Amicon, a Miami developer and project manager with more than $1 billion in assets under management, began 2020 anticipating a record year, Mopsick said.
The pandemic quickly blew up such expectations as clients en masse put projects on hold, he said. “There were a lot of scared people.”
Today, business is booming like never before, fueled by record-low borrowing costs, rebounding economic growth, pent-up demand for real estate, widespread vaccination and a flood of buyers from California, Illinois and other high-tax states, Mopsick said. Demand for luxury residential construction and other markets “is unlike anything we’ve ever seen.”

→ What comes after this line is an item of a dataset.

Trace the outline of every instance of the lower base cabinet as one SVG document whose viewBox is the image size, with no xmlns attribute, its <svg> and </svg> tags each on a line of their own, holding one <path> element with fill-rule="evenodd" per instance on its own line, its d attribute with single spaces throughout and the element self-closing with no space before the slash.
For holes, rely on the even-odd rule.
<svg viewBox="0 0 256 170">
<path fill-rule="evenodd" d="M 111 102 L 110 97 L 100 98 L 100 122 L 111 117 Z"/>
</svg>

At the same time, prices are soaring for steel, copper, aluminum, glass, lumber and other materials, Mopsick said. Labor costs are also rising, with qualified subcontractors in short supply.
Amicon has had to mark up the cost of some projects by 20% during the past 12 months, and write in higher escalation contingencies to offset inflation, he said.
“We don’t want to budget on yesterday’s pricing,” he said. “We want to budget on the pricing that would be the worst case by the end of the project.”
Amicon is also ordering in advance materials that it will need during the next 12 months, including steel, piping, lighting materials, glass and glazing. “When we have an opportunity to lock in today’s pricing, we’re doing that.”
“I don’t know that we can maintain the level that we’re at right now,” Mopsick said, referring to the Miami real estate market. “A little bit of a pullback wouldn’t be the worst thing in the world.”
Overheated Tennessee
Speaking at a May 19 hearing of the House Financial Services Committee, Rep. David Kustoff, R-Tenn., delivered a similar message of moderation to Federal Reserve Vice Chairman Randal Quarles, a leading advocate of the idea that inflation will eventually subside.
Kustoff told Quarles that homebuilders and real estate agents in his west Tennessee district faced a “red hot” market beset by labor shortages and lumber prices rising at a 300% annual rate, making “it almost prohibitive to build homes.”
“How much longer can we expect that to continue and at what point does the Fed need to say, ‘Enough is enough’?” Kustoff said.
Quarles replied that on a few occasions during the past decade the Fed reduced stimulus to rein in inflation and prematurely throttled growth. “If we were to try now to stay ahead of the inflation curve, we could end up significantly constraining the recovery.”
Having determined that it repeatedly acted too early in quashing inflation, the central bank may now wait too long before trying to control prices, Keating said. “They may err on the side of inflation until it may be too late to easily stop.”